The white paper’s recommendations call for Boyle County to increase its child care capacity for 0- to 2-year-olds by “removing barriers for providers who want to expand their services and supporting new services.” The most common barriers are “space and staffing.”
It also recommends increasing “wrap-around services” for 3- to 4-year-olds, like Mahler talked about — child care available before and after part-day educational programs and transportation between. “This would allow working parents to take advantage of high-quality early childhood education services.”
The white paper recommends bringing Head Start and Early Head Start programs to Boyle County “by partnering with Bluegrass Community Action Partnership, the grantee of federal funding for Boyle County Head Start.”
It also recommends bringing “the price of care in-line with the value of services provided.”
The cost per day for child care in Boyle County is less than what it costs elsewhere: “The median price for full-time infant care in Boyle County is $22/day, below the median prices in rural ($25) and urban ($30) areas in central Kentucky,” according to the white paper. For children ages 3-4, “the median price in Boyle County is $20.50 a day, below the median price in rural ($23) and urban ($27) areas in Kentucky.”
“As prices rise,” the white paper recommends that Boyle County “develop ways to subsidize the cost of care to ensure low-income families have access to services.”
The white paper makes several other recommendations:
• increase quality across the board by providing training and growing the number of graduates from local colleges in the area of early childhood education.
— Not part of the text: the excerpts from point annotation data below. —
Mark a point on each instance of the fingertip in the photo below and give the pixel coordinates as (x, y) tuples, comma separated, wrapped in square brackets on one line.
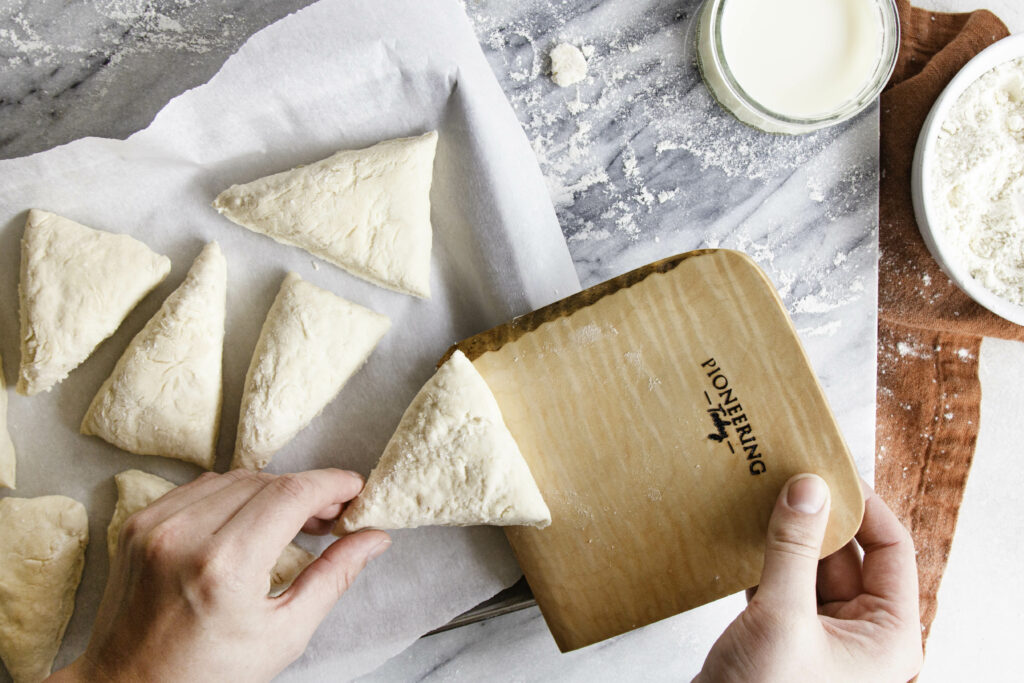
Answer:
[(806, 494)]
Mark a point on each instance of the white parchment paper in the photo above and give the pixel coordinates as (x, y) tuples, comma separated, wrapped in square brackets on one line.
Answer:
[(341, 74)]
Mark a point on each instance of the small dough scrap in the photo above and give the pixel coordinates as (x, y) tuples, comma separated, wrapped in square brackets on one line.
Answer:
[(311, 342), (451, 462), (568, 66), (367, 211), (136, 489), (42, 553), (164, 395), (78, 285), (8, 462)]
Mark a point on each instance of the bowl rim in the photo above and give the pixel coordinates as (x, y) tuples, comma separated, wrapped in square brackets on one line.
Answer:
[(997, 53)]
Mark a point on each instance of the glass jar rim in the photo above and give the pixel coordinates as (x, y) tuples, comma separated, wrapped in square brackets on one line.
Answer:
[(884, 70)]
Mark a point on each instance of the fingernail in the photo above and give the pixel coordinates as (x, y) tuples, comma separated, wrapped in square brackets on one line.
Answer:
[(378, 550), (807, 494)]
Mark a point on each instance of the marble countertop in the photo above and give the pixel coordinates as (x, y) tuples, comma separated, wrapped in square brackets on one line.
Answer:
[(641, 164)]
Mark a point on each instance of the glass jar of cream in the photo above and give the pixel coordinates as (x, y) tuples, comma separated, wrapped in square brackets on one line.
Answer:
[(797, 66)]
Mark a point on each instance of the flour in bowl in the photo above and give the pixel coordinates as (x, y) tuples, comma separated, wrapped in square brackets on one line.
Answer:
[(978, 179)]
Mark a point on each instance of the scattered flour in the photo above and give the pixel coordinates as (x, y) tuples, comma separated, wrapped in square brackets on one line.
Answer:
[(568, 66), (978, 181)]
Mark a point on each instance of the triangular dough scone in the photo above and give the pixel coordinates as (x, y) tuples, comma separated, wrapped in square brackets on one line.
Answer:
[(311, 342), (8, 462), (77, 287), (136, 489), (164, 395), (42, 552), (367, 211), (451, 462)]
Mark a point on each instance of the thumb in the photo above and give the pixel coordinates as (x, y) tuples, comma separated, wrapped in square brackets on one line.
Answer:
[(321, 585), (793, 548)]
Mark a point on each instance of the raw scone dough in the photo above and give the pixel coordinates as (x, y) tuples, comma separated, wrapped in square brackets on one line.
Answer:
[(164, 395), (367, 211), (311, 342), (77, 287), (7, 461), (42, 552), (136, 489), (451, 462)]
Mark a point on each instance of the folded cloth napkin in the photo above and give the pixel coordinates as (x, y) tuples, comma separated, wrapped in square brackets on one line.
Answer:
[(929, 331)]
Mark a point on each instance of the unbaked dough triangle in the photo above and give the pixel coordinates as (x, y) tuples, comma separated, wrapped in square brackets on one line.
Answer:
[(451, 462), (78, 285), (311, 342), (8, 463), (136, 489), (367, 211), (42, 552), (164, 395)]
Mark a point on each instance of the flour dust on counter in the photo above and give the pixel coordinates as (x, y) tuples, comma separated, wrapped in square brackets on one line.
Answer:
[(641, 163), (640, 150)]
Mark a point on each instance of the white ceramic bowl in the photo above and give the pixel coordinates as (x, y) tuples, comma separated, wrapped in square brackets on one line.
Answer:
[(926, 213)]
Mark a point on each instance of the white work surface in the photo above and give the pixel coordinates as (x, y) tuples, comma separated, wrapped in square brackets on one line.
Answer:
[(107, 74)]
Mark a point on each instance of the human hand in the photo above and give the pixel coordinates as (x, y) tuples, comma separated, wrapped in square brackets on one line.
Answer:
[(862, 623), (186, 598)]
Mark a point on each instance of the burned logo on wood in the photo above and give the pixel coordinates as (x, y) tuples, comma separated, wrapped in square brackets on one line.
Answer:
[(728, 419)]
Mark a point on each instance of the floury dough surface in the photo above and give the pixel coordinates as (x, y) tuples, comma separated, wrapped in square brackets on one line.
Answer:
[(164, 396), (42, 552), (497, 253), (451, 462), (311, 342), (77, 286), (367, 211), (8, 460), (978, 179)]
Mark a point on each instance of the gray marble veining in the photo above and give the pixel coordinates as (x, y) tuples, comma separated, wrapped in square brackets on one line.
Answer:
[(641, 164)]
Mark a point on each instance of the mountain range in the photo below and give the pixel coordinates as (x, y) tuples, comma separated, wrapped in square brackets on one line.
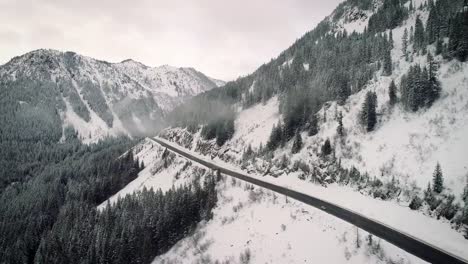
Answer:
[(98, 98)]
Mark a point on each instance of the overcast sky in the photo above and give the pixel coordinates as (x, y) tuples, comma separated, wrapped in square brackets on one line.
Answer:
[(223, 39)]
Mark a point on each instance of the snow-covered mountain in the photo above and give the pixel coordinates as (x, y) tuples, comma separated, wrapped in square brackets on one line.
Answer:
[(383, 173), (98, 98)]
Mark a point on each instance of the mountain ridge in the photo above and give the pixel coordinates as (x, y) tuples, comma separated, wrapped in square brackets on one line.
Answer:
[(99, 98)]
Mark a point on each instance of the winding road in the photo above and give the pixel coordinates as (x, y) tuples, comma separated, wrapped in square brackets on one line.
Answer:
[(408, 243)]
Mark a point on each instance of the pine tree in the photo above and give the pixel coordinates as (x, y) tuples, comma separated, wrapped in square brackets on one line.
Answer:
[(297, 144), (405, 44), (419, 39), (368, 115), (387, 63), (340, 129), (438, 179), (276, 137), (326, 148), (313, 126), (390, 39), (434, 88), (392, 94)]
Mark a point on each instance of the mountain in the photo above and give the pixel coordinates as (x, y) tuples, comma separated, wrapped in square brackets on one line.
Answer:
[(367, 111), (95, 97)]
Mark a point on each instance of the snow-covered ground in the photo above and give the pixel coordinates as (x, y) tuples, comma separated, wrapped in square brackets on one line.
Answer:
[(397, 216), (124, 94), (254, 225)]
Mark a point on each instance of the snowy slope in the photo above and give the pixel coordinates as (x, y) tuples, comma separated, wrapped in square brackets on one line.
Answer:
[(98, 98), (405, 146), (256, 224)]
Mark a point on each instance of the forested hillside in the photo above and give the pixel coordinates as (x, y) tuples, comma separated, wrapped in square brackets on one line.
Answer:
[(330, 63), (96, 98), (51, 216), (373, 99)]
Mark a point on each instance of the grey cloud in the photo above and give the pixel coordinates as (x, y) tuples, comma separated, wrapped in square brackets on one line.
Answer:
[(223, 39)]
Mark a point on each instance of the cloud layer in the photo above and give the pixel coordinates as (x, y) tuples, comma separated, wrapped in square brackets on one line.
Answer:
[(224, 39)]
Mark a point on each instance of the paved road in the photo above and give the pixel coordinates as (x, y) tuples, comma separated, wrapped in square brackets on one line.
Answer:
[(404, 241)]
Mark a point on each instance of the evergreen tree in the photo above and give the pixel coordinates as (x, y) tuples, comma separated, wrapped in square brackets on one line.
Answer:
[(297, 144), (434, 88), (276, 137), (405, 44), (392, 94), (387, 63), (419, 39), (438, 179), (326, 148), (368, 115), (313, 125), (340, 129), (390, 39)]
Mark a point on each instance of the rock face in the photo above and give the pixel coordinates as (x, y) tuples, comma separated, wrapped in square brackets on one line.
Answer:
[(98, 98)]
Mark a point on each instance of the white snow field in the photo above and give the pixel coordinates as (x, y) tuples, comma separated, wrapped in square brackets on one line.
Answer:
[(257, 224)]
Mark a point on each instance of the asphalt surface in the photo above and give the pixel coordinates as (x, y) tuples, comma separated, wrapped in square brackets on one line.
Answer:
[(412, 245)]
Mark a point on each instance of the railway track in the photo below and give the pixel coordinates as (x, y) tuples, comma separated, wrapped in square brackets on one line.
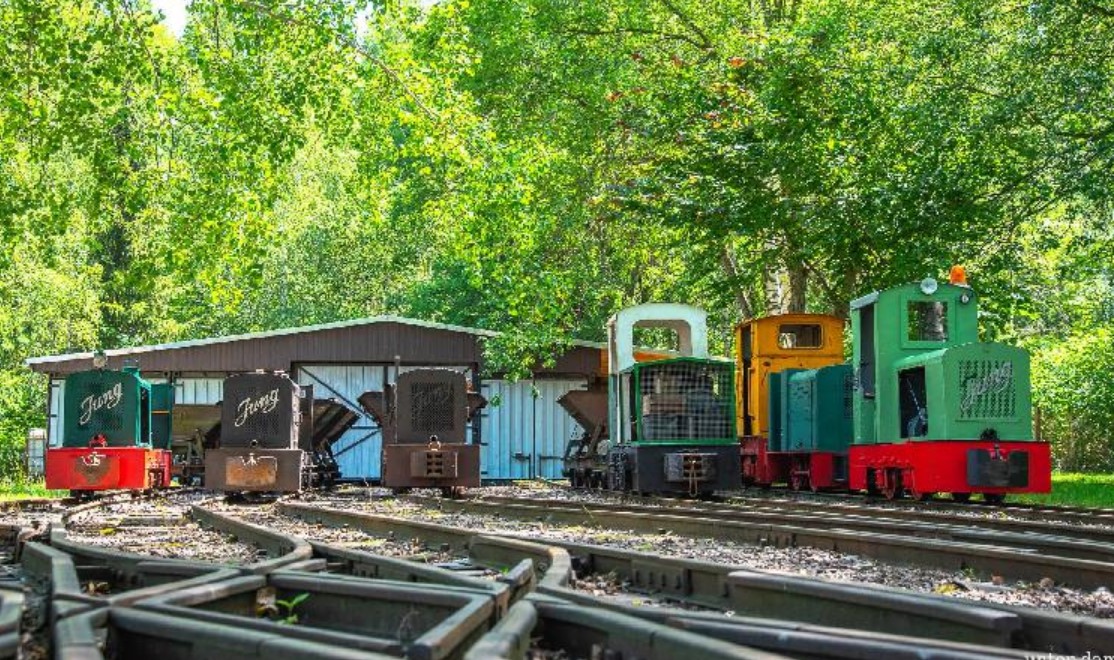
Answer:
[(1082, 515), (331, 578)]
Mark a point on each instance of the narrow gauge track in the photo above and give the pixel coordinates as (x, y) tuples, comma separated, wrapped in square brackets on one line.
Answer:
[(1075, 541), (1081, 515), (1033, 557), (510, 595), (784, 602)]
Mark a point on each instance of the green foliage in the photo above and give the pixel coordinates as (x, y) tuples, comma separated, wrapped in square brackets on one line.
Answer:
[(531, 166), (289, 615), (1074, 389), (1075, 489)]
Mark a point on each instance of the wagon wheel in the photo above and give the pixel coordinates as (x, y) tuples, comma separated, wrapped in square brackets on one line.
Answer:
[(920, 496)]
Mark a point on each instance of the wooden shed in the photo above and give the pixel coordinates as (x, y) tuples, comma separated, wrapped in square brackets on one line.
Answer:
[(523, 433)]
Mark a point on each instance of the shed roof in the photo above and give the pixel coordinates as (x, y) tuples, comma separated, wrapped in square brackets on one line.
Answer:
[(370, 340)]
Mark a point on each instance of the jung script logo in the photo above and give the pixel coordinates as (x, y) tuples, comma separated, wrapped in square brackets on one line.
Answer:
[(107, 399), (251, 407), (996, 380)]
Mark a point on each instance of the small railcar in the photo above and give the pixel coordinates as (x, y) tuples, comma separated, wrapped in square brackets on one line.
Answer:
[(116, 434), (670, 423), (937, 410), (265, 438), (794, 406), (424, 417)]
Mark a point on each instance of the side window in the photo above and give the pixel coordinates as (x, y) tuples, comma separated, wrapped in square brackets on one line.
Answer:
[(928, 321), (867, 351), (791, 336)]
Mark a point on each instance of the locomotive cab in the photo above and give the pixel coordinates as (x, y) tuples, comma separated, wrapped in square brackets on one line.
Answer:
[(672, 419), (936, 409), (775, 361), (115, 433)]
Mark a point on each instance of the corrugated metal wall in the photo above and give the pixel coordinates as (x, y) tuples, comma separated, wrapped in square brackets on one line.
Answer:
[(524, 436), (526, 433), (198, 391)]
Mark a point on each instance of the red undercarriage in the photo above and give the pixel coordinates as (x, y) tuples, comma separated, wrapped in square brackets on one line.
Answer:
[(107, 468), (819, 471), (917, 467)]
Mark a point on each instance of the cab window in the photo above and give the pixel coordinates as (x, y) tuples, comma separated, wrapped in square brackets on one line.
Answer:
[(928, 320), (791, 336)]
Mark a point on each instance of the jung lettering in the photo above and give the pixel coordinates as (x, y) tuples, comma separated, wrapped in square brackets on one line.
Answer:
[(250, 407), (998, 379), (107, 399)]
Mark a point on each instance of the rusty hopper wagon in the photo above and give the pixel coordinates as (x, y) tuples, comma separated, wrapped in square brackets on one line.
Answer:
[(424, 418), (261, 419)]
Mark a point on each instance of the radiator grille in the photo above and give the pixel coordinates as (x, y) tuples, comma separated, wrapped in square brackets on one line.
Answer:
[(686, 400), (431, 409), (988, 389)]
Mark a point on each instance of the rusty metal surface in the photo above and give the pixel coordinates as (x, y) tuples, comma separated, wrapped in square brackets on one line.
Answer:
[(260, 409), (254, 469), (417, 466)]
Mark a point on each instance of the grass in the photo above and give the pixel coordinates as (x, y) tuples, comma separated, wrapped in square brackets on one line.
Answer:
[(21, 489), (1075, 489)]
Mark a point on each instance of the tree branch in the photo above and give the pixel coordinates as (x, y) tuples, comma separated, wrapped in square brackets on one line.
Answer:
[(391, 74), (618, 31), (705, 42)]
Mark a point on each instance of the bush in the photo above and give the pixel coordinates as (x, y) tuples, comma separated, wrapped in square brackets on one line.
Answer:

• “Strengthen community understanding” the problem and the importance of early childhood education.
• “Develop a collaborative network of early childhood and family services.”
• “Promote the continued diversity within provider settings so the children from different backgrounds learn and grow together.”
The Early Childhood Alliance was formed last year, after Ephraim McDowell Health announced it would be shutting down A Children’s Place, the largest child care facility in the county. A Children’s Place had provided 120 slots, many of them to children with parents working at Boyle County businesses. The alliance includes representatives from public schools, health care, local churches, local government leaders, the Early Childhood Council and higher education, as well as community members and parents.
Poland said in the time the alliance has been around, a lot of good things have been going on, and the community needs to continue to “be bold.”
“To be the community we’re all about, we need to look to the future.”